Updated Mar 12, 2026

Issue Details

Users of the PXIe‑6569 may encounter non‑deterministic or variable data latency when measuring the timing relationship between an input clock edge and the corresponding data output. Observed latency values may vary from acquisition to acquisition (for example, measurements differing by ~1.6 ns or ~3.2 ns), which can appear as inconsistent FIFO or clock‑to‑data behavior.
 
This behavior is most commonly reported when the PXIe‑6569 is used in custom CLIP implementations or in applications that require fixed, cycle‑accurate, or bit‑to‑bit deterministic latency. In such use cases, customers may expect a constant alignment between specific data bits (for example, bit 0 to bit 0) across clock cycles, which the PXIe‑6569 does not guarantee.

Solution

The observed latency variation on the PXIe‑6569 is expected behavior and inherent to the module’s high‑bandwidth LVDS design.
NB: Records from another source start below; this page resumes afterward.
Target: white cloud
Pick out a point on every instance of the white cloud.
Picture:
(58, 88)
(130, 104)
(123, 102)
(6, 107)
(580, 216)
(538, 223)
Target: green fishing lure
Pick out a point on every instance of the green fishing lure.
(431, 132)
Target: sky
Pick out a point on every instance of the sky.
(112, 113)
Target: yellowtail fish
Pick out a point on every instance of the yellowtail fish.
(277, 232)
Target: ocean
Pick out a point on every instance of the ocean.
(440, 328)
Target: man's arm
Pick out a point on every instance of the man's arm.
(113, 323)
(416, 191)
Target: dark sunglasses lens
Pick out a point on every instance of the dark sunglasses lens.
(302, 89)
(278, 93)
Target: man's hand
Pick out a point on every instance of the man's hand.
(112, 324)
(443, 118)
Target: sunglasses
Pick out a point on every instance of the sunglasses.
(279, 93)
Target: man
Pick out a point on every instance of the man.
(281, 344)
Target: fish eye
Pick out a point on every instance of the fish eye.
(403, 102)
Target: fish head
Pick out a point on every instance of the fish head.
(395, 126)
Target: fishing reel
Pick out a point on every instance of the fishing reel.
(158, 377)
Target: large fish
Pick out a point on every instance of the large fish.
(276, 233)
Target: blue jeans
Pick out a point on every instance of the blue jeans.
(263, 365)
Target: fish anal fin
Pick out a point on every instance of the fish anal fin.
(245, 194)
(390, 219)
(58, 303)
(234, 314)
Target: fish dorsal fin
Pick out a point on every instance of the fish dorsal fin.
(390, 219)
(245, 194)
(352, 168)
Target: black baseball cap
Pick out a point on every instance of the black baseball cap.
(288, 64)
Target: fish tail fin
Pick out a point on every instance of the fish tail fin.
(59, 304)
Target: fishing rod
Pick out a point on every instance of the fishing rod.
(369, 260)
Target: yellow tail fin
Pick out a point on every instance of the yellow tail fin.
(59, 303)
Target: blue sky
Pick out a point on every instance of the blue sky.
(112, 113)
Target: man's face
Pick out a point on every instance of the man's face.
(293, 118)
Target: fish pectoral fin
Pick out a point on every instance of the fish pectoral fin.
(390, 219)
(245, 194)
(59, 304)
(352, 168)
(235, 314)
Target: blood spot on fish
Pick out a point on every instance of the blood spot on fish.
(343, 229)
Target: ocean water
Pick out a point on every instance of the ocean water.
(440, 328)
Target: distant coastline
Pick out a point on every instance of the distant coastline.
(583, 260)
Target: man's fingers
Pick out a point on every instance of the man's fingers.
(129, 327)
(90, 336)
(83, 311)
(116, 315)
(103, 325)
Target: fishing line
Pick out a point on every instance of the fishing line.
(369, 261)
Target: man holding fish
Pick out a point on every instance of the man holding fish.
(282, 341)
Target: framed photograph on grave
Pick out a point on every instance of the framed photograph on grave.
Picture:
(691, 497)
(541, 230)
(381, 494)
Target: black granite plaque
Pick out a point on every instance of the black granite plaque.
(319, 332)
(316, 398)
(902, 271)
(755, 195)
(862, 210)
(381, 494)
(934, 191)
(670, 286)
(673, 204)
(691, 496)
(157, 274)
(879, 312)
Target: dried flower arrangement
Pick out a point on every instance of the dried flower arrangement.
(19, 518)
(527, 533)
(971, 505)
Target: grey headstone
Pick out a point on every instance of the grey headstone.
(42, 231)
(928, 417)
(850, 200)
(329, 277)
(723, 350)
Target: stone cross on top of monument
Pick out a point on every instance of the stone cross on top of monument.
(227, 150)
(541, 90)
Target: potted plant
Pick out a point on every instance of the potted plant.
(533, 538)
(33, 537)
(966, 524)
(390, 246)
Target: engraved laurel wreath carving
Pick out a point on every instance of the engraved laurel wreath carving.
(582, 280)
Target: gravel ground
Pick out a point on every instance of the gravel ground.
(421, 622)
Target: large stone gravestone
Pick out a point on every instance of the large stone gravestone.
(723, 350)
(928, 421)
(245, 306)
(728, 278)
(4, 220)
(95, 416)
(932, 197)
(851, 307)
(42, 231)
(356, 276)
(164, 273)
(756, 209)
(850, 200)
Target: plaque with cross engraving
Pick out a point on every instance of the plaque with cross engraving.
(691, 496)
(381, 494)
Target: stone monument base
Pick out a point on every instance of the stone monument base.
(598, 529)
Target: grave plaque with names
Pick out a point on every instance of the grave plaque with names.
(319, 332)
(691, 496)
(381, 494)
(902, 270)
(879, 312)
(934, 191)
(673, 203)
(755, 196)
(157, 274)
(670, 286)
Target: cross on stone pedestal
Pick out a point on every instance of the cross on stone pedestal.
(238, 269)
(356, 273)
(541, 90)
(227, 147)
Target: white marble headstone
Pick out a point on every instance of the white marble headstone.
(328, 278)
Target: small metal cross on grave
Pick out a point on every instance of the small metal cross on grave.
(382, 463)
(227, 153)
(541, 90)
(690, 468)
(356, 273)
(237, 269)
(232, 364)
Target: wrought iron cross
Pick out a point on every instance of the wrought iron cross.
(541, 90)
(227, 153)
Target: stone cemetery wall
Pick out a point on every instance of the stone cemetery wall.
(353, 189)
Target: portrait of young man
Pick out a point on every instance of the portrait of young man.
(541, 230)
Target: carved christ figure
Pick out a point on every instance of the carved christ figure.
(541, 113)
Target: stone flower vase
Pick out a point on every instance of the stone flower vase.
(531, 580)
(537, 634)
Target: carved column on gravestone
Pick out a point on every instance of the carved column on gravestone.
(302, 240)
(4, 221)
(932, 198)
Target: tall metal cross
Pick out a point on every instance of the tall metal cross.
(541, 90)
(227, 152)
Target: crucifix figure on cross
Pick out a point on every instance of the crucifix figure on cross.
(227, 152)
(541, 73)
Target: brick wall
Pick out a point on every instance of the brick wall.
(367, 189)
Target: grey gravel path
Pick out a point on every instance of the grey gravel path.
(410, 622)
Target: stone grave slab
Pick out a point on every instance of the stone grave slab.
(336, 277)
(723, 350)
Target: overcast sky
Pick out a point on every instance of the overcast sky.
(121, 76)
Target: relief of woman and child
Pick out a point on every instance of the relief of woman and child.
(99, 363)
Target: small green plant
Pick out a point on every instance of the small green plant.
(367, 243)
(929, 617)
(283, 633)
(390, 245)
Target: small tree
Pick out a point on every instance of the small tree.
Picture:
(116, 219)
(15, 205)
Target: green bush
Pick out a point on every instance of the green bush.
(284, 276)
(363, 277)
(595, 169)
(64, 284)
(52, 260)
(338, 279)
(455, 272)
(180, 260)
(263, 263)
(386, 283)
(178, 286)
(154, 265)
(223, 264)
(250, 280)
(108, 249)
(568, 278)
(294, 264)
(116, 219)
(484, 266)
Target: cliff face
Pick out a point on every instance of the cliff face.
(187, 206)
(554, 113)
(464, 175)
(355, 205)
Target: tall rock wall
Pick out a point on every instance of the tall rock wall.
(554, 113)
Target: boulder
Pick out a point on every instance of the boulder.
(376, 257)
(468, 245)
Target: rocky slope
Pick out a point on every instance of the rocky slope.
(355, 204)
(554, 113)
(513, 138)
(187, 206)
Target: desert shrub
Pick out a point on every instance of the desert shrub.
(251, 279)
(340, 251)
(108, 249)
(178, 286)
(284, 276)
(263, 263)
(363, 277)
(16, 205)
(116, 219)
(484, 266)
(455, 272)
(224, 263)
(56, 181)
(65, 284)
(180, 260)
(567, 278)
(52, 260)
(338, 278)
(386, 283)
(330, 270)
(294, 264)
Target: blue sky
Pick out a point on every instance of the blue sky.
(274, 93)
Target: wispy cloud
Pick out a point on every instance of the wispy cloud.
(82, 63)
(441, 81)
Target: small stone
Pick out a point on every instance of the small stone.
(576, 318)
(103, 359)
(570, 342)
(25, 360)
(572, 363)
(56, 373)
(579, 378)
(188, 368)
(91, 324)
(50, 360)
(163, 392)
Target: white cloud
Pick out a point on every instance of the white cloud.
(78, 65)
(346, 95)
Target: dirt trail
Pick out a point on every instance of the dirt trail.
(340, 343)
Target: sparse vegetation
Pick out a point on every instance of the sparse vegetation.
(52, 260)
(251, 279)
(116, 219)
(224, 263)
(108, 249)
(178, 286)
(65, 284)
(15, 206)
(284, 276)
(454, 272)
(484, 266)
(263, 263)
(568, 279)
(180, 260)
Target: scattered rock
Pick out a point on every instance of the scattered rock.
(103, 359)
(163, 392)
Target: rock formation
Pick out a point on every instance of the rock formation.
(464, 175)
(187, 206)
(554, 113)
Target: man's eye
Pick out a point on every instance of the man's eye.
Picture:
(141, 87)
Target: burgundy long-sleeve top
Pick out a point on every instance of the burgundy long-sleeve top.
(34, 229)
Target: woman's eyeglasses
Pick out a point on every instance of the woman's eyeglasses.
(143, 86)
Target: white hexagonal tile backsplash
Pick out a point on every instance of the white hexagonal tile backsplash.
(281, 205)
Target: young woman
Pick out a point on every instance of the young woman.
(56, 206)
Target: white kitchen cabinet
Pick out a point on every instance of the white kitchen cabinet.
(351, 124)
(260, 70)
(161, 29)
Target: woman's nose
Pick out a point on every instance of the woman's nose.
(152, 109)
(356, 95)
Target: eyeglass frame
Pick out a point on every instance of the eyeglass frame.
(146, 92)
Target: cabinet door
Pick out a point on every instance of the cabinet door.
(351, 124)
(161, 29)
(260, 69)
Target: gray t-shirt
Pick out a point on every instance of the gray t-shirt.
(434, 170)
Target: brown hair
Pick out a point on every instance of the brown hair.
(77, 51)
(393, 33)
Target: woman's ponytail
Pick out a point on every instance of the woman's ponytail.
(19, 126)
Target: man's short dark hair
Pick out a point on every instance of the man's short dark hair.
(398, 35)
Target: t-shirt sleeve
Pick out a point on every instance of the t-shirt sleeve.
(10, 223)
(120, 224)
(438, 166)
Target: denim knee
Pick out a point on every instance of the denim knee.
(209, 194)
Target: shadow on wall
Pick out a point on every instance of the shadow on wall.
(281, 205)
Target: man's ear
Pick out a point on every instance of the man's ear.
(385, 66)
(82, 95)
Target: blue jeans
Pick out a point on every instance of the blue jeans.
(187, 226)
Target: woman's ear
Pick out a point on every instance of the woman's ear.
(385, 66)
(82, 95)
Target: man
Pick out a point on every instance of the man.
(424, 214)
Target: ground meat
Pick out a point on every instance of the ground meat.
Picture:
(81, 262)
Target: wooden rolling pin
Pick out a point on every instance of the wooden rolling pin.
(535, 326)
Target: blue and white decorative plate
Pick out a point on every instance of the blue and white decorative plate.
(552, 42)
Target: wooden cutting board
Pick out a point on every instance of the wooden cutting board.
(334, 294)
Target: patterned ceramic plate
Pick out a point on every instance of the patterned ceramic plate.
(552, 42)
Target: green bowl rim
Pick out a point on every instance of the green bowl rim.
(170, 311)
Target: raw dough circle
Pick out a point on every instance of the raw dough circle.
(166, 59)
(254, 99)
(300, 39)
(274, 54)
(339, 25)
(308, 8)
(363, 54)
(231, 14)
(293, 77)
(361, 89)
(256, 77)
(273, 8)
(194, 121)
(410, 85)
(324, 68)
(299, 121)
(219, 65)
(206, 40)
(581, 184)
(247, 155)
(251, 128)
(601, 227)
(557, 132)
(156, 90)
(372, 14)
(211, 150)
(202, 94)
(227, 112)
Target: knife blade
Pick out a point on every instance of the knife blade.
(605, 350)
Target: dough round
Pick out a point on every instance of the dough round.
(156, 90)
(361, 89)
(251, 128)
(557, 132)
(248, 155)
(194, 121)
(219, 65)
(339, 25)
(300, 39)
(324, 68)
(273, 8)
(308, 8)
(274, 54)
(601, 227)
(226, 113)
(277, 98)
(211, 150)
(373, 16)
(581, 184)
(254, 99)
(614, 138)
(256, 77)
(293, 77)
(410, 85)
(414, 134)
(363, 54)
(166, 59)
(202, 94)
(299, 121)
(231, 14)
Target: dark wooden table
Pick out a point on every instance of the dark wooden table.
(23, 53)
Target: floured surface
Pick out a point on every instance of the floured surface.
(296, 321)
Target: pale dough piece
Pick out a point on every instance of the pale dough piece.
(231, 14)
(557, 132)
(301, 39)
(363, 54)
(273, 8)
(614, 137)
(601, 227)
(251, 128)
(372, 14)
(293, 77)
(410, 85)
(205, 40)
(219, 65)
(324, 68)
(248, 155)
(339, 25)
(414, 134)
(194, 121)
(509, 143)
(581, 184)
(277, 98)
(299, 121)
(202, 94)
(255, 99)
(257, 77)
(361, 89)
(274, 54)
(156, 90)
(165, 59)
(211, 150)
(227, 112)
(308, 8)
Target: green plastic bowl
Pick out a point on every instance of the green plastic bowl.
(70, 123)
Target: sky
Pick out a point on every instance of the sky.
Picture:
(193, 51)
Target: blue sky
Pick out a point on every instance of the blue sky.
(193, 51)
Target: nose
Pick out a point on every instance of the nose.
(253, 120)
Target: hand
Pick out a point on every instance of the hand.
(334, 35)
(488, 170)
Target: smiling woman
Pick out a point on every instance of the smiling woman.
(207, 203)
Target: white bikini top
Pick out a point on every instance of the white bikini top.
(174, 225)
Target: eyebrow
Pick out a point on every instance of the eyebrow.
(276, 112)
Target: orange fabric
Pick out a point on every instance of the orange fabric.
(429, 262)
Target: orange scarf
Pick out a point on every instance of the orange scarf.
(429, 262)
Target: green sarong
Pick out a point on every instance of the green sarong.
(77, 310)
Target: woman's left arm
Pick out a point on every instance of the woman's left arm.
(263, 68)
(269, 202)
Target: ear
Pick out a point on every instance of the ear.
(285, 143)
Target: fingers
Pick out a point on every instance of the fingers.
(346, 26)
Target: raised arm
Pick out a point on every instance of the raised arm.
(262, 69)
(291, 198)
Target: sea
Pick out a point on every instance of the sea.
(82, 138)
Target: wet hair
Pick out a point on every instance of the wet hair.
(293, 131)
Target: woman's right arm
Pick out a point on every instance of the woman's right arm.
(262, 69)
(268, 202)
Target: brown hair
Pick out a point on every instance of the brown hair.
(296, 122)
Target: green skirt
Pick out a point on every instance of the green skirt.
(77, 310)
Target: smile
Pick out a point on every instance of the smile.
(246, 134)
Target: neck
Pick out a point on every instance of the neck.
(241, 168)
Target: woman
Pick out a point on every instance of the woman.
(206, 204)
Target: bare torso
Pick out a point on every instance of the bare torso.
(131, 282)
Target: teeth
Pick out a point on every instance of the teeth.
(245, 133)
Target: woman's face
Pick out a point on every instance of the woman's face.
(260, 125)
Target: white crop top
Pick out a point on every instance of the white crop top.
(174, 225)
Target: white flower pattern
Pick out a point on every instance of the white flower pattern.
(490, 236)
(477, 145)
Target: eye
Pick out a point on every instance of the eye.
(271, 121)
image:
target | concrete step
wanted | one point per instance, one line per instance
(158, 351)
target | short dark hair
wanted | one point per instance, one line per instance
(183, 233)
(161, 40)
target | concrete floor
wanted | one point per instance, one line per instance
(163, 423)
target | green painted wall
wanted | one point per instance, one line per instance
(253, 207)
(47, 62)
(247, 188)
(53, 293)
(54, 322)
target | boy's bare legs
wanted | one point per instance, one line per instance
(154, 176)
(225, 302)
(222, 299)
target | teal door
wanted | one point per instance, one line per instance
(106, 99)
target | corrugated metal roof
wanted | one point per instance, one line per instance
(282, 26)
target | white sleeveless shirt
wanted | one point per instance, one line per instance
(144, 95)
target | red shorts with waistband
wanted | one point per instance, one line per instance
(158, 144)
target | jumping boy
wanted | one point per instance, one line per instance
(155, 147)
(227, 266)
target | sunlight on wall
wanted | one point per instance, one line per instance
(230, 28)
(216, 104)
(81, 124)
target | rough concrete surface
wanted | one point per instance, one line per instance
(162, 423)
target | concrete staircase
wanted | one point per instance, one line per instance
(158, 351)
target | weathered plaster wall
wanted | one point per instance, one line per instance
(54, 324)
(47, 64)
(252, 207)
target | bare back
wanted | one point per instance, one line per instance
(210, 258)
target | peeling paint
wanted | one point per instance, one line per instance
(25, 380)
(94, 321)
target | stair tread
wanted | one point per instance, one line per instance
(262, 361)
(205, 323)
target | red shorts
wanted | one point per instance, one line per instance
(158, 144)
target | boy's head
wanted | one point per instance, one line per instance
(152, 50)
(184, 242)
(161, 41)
To maintain signal integrity at high data rates, the PXIe‑6569 implements bit slip in its LVDS/SerDes data path, allowing incoming data to be captured on different bit positions within a byte. While the core FPGA datapath latency is consistent (approximately 64 ns clock‑to‑clock), the specific bit within the byte that is latched may vary from one acquisition to the next. This bit‑level alignment variability results in apparent latency shifts that fall within the width of a byte and do not indicate changes in the underlying logic delay.
 
 
Because the PXIe‑6569 relies on a SerDes CLIP that is not designed to provide deterministic bit‑to‑bit or frame‑to‑frame latency, fixed clock‑to‑data alignment cannot be guaranteed. As such, the PXIe‑6569 is not recommended for applications that require deterministic or cycle‑accurate latency, and is best suited for use cases where high throughput and signal integrity are the primary requirements rather than precise latency determinism.